As Turkish Prime Minister Bulent Ecevit visits President Clinton today, an important and highly sensitive subject belongs on the agenda.

As a staunch ally of the United States, Turkey is unique. It is the only member of NATO that has sought entry into the European Union (EU) without success. The three most recent NATO members -- Poland, Hungary and the Czech Republic -- are already engaged in accession negotiations with the EU, but Turkey, whose NATO membership dates back to 1952, has been kept at arm's length. Is there anything the United States can do to counter the deep disappointment and alienation felt in Turkey at being excluded from full acceptance into an ever more economically integrated European community?

During the Cold War, Turkey was regarded by the United States and its Western allies as the main bulwark against the southern expansion of Soviet power. Among NATO countries, its military establishment has ranked second in size to that of the United States. Since the end of the Cold War, Turkey has continued its close security cooperation with the United States. It played a key role in the U.S.-led Gulf War, its soldiers joined U.S. troops in international peacekeeping operations in Bosnia, and it provided valuable logistical support to the recent U.S. air operation in Serbia. As the only firmly established secular democracy among Muslim states, Turkey is vital to U.S. interests in sensitive regions, including the Balkans, the Caucasus, the Middle East and Central Asia.

In order to consolidate its secular and pro-Western orientation as well as tighten its economic links to Europe, Turkey has sought full membership in the EU virtually from the organization's inception. The EU, however, has decided that Turkey does not yet meet the required criteria. Instead, the EU signed a customs union agreement with Turkey, which went into effect on Jan. 1, 1996. While Turkish officials initially considered the customs union a step toward full membership, it soon became clear that the European Union regarded it as a substitute for full membership.

Despite continuing official EU reaffirmations of Turkey's eligibility for full membership, the reality of de facto rejection has increasingly sunk in. Not only is Turkey omitted from the list of countries (Poland, Hungary, the Czech Republic, Slovenia, Estonia and Cyprus) with which accession negotiations have already begun, it is also left out of a projected second wave of expansion that will include five additional countries: Bulgaria, Romania, Lithuania, Latvia and Slovakia.

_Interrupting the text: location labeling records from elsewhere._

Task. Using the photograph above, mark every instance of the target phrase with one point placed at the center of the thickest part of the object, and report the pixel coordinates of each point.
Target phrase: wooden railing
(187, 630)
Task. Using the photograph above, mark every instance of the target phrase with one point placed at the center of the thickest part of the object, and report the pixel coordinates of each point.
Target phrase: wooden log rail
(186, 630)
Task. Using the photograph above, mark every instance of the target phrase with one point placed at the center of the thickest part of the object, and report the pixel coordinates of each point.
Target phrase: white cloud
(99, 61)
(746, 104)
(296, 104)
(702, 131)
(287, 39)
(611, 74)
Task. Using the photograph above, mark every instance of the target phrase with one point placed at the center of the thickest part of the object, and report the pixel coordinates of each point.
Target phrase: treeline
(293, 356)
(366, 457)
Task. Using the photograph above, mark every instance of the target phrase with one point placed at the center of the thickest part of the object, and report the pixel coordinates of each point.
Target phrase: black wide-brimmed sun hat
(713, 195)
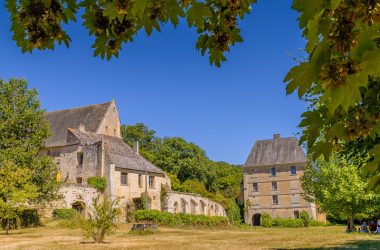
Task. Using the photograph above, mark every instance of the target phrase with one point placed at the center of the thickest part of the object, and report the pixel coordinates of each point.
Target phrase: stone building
(271, 181)
(87, 142)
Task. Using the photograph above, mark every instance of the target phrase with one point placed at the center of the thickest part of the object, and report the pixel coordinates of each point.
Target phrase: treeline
(189, 168)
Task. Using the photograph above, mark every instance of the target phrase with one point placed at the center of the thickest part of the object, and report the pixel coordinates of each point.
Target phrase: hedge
(304, 221)
(64, 213)
(166, 218)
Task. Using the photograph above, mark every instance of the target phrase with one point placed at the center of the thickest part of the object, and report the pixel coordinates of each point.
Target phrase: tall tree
(338, 188)
(340, 78)
(25, 176)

Why is Turkey being excluded? A variety of reasons have been given, including the Kurdish problem and related issues of human rights, Turkey's macroeconomic situation, and the opposition of Greece because of the Cyprus situation. But there is some indication of a softening of the Greek position, provided Turkey does not place roadblocks in the way of Cyprus's current efforts to join the EU. As for the Kurdish problem, Turkey is making progress in working out a peaceful solution. And the EU acknowledges that the country is headed in the right direction in reforming its economy.

If EU standards for resolving these problems are ultimately met, will Turkey then be admitted? Many Turkish leaders believe this unlikely because of officially unspoken EU apprehensions. Turkey's population of 64 million is second in size only to Germany's among present and prospective members of the EU. In some European circles, this sends up several red flags. If admitted, would Turkey exert undue weight in EU decision-making? With EU membership entailing the free movement of workers, what effects would the admission of a populous and relatively low-income country have on European labor markets? And finally, would the EU be willing to integrate fully with a country that is almost entirely Muslim? None of these considerations is discussed openly, but they are clearly in the background of the debate.

The EU's equivocation has bred Turkish disaffection from Europe and plays into the political hands of the Islamists who as recently as 1996 were at the helm of the government. Clearly, the enormous U.S. stake in a secular, Western-oriented Turkey warrants action by the United States to offset the EU's arm's length treatment and to strengthen and solidify the country's Western political and economic integration.

One such step would be for the United States to offer to negotiate a free-trade agreement with Turkey. Indeed, there is precedent for such a bilateral agreement, one motivated more by political considerations than economic advantages, and that is the 1985 U.S. free-trade agreement with Israel.

But the economic rationale for such an agreement with Turkey should not be dismissed. For Turkey the advantages are obvious; the United States ranks second as a market for its exports and third as a source of its imports. For the United States, Turkey is one of the world's 10 big "emerging markets," and this country is Turkey's largest foreign investor.

A U.S.-Turkey free-trade agreement would not be a substitute for Turkish membership in the EU, a goal that Turkey should continue to pursue as it gets its political and economic house in order. But it would help compensate for a growing belief in Turkey that the country has little prospect of entry into the EU mainly because of European prejudice against a Muslim country. In light of Turkey's strategic role as a U.S. ally in a rough neighborhood, a U.S.-Turkey free-trade agreement would help consolidate Turkey's Western orientation and contribute to stability in a highly volatile region of the world.

The writer is William L. Clayton professor of international economics at Johns Hopkins University's School of Advanced International Studies.